I have a storm setup that picks up messages from a kafka topic and processes and persists them. I want to understand how storm gurantees message processing in such a scenario
Consider the below scenario: I have configured multiple supervisors+workers for a storm cluster. The KafkaSpout is reading message from the topic and then passes on this a bolt. The bolt acks upon completion and the spout moves forward to the next message.
I have 2 supervisors running - each of which are running 3 workers each. From what I understand - each of the worker on every supervisor is capable to processing a message.
So, at any given time 6 messages are being processed parallely in storm cluster. what if the second message fails, either due to worker shutdown or due to supervisor shutdown. the zookeeper is already pointing to the 7 message for the consumer group. In such a scenario, how will the second message get processed?
I guess there is some miss understanding. The following claims seem to be wrong:
=> A spout is not waiting for the acks; it fetches tuples over-and-over again with the maximum speed regardless of the processing speed of the bolts -- as long as new messages are available in Kafka. (Or did you limit the number of tuples in flight via max.spout.pending
?).
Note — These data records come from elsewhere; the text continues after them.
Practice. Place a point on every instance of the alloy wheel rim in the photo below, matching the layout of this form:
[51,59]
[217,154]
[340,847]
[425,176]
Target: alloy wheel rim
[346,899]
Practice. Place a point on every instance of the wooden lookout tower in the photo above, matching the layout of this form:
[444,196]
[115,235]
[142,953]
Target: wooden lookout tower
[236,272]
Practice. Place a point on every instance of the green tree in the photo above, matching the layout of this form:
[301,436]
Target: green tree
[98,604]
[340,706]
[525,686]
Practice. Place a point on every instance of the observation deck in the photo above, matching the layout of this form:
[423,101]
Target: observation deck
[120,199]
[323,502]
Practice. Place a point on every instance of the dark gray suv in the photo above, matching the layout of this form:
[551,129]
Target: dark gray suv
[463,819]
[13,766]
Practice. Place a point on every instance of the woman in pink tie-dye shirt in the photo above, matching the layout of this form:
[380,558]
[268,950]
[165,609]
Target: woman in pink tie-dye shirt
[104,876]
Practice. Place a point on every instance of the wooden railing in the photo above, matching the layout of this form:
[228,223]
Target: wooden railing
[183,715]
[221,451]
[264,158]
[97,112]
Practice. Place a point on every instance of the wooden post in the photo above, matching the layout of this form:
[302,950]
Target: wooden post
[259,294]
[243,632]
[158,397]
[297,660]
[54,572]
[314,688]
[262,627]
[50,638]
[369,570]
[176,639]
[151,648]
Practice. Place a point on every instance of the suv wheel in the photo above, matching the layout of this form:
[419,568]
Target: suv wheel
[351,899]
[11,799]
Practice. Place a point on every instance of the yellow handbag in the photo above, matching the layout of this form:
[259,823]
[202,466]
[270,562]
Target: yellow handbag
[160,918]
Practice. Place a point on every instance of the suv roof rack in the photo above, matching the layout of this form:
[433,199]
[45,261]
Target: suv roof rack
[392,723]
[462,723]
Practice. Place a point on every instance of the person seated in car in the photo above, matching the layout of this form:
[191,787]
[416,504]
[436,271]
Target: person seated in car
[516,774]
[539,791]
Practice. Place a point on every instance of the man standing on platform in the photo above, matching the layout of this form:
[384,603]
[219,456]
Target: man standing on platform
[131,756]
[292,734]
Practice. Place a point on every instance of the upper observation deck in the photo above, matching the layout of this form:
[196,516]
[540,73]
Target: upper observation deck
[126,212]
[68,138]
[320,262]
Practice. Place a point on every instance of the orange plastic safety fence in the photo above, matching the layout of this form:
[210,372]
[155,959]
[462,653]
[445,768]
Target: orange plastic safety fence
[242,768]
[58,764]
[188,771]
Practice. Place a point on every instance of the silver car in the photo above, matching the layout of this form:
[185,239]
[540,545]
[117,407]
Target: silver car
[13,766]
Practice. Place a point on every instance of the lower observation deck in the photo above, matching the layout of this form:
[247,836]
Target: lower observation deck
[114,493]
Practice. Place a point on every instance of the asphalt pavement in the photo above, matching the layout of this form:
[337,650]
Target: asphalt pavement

Thus, many messages are processed in parallel (even if only #executors are given to a UDF -- many other messages are buffered in internal Storm queues).
As far as I know (but I am not 100% sure), KafkaSpout
"orders" the incoming acks and only move the offset if all consecutive acks are available -- ie, message 7 is not acked to Kafka if the Storm ack of message 6 is not there yet. Thus, KafkaSpout
can re-emit message 6 if it fails. Re-call that Storm does not give any ordering guarantees.